Hidden Valley is a magical place. A small enclave, perhaps a kilometre in length surrounded by the escarpment of the sprawling Sturgiss Mountain. Impossibly green along the valley bottom where a swampy stream runs, fringed by eucalypts, and framed all around by terraced cliffs. We had some information that the “trail” was on the west side of the valley although there was scant evidence of anything, travel was relatively easy, however and we were soon near the height of land and looking east across the valley to a distinct cave, likely Dark Brothers Cave (marked incorrectly on the topographic map).




The information I had gleaned from the guidebook and various other trip reports indicated that the scramble route up Sturgiss Mountain was 100 metres or so north of Dark Brothers Cave and we initially looked that way. Doug, however, had studied the satellite imagery and thought the likely route was to the south, so we made the classic mistake of turning back too soon and spent a deal of time thrashing along the cliff line to the south. When no scramble route was found, we again went north, and, tangled in undergrowth and overgrowth we found a lone cairn, which with more scratching through the bush led upwards to a series of ledges and eventually a rusty chain hanging down a seepy chimney section.
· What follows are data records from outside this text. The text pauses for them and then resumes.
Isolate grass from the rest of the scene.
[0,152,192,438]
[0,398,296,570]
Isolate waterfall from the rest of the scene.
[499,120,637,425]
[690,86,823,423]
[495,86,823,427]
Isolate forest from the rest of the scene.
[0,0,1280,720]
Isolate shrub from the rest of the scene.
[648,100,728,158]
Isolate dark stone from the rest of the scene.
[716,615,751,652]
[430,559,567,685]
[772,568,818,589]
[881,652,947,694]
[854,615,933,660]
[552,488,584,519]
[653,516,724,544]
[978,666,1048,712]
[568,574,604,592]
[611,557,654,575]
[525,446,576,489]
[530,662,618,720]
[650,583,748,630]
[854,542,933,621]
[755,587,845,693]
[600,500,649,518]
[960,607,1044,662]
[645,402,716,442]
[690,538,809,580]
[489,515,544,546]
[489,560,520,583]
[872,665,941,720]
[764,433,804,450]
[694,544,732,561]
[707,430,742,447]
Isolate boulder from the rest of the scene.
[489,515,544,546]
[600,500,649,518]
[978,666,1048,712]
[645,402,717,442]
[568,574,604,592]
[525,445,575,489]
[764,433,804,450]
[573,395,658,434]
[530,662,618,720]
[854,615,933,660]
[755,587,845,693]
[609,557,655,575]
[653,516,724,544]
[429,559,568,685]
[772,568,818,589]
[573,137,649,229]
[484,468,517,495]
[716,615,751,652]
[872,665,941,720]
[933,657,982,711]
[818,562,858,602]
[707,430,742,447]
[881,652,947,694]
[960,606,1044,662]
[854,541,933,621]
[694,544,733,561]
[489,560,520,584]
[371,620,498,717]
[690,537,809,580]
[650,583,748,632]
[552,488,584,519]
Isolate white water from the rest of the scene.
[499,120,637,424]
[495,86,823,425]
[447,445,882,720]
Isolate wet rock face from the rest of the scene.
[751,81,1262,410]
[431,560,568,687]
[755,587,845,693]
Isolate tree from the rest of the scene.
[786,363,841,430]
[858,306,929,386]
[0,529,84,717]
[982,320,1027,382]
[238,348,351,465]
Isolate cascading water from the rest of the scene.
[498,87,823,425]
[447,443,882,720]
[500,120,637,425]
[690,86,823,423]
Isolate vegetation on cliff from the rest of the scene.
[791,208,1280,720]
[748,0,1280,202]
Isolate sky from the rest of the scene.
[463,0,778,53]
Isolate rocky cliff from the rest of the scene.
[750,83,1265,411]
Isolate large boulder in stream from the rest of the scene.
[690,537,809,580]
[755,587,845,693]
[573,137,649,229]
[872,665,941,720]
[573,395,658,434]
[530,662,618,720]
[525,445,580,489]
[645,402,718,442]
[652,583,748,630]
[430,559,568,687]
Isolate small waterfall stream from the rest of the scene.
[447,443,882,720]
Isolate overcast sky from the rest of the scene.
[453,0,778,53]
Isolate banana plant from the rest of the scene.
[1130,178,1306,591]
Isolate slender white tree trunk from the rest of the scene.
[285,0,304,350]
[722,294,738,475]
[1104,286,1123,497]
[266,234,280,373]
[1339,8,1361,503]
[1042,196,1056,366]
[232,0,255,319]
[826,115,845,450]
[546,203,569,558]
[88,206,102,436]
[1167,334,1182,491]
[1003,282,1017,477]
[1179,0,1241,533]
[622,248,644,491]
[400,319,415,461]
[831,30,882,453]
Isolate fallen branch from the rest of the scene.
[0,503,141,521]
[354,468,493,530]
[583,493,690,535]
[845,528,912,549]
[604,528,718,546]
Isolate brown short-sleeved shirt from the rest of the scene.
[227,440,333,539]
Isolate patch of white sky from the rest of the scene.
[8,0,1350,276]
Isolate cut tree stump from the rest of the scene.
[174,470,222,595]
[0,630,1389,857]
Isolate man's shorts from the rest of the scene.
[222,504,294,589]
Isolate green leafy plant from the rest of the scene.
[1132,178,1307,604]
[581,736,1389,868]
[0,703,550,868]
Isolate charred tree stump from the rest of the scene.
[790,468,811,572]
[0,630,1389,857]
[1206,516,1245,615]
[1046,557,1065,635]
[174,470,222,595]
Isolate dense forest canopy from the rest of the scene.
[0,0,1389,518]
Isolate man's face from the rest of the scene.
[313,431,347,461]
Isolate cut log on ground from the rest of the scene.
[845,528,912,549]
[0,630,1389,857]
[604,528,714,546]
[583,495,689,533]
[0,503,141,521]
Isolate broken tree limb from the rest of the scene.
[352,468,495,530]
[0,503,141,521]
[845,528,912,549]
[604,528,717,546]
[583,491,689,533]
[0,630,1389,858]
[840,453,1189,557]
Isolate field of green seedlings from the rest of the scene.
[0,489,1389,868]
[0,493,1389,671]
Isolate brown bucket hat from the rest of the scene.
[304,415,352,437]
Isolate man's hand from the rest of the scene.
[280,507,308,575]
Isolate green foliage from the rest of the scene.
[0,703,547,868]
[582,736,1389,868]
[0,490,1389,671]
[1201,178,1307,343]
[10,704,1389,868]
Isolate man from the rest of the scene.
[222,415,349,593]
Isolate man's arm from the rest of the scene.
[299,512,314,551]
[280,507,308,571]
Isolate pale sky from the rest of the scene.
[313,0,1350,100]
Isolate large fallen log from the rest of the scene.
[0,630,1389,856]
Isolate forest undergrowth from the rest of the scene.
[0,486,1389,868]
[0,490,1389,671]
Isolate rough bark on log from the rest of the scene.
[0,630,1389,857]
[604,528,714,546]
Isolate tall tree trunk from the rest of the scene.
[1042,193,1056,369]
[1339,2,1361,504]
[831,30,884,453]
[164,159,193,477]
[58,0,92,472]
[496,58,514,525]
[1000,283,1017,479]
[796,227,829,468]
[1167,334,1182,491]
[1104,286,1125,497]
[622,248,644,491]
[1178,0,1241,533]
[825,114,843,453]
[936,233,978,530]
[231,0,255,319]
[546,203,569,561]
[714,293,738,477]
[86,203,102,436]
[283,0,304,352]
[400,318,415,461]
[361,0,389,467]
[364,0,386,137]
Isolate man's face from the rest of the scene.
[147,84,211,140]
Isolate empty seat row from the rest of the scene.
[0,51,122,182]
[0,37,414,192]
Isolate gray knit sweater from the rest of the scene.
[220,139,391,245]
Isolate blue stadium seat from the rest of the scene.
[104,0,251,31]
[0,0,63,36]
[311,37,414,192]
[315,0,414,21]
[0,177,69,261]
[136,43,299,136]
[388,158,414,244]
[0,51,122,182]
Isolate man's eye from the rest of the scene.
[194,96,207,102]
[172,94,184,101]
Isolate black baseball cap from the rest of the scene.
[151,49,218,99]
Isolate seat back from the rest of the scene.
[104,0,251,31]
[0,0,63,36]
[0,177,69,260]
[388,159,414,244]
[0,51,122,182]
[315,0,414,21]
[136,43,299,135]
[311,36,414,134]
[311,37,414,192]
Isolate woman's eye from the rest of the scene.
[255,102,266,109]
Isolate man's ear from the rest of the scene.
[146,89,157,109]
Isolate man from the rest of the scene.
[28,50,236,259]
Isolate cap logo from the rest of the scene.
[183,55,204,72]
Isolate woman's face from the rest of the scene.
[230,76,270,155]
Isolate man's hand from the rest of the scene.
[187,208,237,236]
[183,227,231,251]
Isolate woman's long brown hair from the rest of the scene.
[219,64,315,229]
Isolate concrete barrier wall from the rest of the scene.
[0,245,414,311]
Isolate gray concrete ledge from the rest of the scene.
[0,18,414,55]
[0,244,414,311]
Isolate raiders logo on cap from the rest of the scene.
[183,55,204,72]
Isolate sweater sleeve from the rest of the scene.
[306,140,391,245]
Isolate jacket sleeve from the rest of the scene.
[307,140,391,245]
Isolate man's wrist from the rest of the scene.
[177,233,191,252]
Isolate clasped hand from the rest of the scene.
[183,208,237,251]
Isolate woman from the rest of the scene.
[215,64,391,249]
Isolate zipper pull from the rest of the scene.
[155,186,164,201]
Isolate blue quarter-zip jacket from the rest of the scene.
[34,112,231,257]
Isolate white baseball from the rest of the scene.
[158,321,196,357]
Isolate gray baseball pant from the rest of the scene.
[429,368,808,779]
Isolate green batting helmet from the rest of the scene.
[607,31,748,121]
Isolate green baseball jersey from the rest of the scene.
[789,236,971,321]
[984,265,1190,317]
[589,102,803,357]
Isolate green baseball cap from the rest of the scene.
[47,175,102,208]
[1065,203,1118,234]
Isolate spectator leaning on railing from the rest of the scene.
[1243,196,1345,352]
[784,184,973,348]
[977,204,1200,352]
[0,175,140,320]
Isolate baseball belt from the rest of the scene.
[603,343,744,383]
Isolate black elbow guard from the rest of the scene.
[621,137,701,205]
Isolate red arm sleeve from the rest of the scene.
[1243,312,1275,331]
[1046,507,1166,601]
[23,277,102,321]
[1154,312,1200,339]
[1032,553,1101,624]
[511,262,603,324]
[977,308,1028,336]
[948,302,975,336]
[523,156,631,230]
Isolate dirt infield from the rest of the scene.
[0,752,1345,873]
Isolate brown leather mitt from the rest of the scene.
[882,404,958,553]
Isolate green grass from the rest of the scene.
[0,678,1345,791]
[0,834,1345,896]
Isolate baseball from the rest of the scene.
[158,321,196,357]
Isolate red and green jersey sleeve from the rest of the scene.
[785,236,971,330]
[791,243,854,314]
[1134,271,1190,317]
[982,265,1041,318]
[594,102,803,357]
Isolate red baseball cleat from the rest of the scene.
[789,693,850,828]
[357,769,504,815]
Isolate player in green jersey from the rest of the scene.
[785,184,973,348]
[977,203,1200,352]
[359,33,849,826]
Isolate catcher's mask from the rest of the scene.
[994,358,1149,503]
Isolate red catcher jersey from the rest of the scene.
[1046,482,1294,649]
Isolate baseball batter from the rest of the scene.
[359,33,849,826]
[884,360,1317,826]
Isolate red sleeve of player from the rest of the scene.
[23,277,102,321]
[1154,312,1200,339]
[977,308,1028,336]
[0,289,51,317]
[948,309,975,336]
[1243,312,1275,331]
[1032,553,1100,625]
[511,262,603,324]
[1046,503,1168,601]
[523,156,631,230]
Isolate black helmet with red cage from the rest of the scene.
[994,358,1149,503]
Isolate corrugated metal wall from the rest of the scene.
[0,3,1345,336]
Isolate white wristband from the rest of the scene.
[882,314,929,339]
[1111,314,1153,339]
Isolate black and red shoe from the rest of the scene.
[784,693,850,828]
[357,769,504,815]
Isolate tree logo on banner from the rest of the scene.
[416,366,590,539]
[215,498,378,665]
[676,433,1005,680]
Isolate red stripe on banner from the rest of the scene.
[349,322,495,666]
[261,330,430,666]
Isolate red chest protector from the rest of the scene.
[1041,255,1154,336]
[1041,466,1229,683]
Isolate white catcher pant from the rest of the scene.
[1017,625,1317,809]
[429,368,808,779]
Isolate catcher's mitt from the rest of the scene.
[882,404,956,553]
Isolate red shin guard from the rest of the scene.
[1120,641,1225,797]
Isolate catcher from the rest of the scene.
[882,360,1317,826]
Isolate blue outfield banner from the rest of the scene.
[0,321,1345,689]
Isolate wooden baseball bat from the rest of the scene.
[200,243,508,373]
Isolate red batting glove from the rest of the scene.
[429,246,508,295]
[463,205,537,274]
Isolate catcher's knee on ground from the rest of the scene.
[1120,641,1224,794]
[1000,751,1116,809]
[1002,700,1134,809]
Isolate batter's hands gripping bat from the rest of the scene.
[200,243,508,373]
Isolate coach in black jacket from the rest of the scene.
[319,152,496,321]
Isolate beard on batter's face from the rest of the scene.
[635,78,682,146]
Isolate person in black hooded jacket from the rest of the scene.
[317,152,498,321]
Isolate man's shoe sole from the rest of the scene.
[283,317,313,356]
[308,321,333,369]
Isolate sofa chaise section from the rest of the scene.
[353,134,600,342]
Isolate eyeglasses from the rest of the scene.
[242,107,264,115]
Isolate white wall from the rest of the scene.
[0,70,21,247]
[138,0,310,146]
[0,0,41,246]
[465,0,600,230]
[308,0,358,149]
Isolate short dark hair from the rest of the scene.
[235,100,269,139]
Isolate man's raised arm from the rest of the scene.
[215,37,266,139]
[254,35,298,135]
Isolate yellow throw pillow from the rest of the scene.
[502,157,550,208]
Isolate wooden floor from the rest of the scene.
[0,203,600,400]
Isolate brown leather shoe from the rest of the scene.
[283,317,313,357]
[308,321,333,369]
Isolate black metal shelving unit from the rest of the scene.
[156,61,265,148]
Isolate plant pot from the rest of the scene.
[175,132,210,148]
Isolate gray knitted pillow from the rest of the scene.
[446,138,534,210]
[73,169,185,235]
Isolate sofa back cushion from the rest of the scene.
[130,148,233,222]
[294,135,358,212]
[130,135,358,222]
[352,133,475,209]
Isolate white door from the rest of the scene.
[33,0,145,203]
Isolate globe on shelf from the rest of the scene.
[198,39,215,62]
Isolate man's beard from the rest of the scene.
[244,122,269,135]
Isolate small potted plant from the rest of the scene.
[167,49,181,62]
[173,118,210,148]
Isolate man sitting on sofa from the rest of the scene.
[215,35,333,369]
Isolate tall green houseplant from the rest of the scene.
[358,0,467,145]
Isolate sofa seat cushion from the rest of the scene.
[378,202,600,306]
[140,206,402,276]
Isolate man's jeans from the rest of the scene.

Another thrutch up this and more ledge traversing and climbing and we popped out on top of the large plateau that makes up Sturgiss Mountain.




And that is when we really wished we had an extra day as the plateau of Sturgiss Mountain revealed the most amazing views of the Budawangs and it would have been ideal to have the time to walk right to the south end of the plateau. As it was, we had to be content with scrambling up to a high point with a big cairn and a sizeable dead eucalypt and, despite the somewhat grizzly, grey weather, amazing views in all directions.





The rest, of course, is the denouement, but includes its own adventures. After a too short stay on the plateau, we descended back to camp in less than half the time, but, could not find the track past the tree fern so endured the obligatory acacia thrash to camp. After some lunch and tea, we packed up and with dispiriting rapidity lost the track we had followed from Kilpatrick Creek and expended too much time, energy and clothing (ripped) pushing through entangled regrowth. Near the point of despair that we would ever find the trail again, I stumbled out onto the track just where it descends down into Kilpatrick Creek. After that sojourn, the overgrown track felt like a highway.




At Camping Rock Creek we sat in the sun by a small cascade on the creek among wildflowers and reflected on another Budawang trip. “Did you enjoy it?” Doug asked, and, strangely enough, despite the frustration of watching as trails in the Budawangs deteriorate to the point of complete annihilation, I realised that Budawang time is a good time. “Yes,” I said quietly, “I really did.”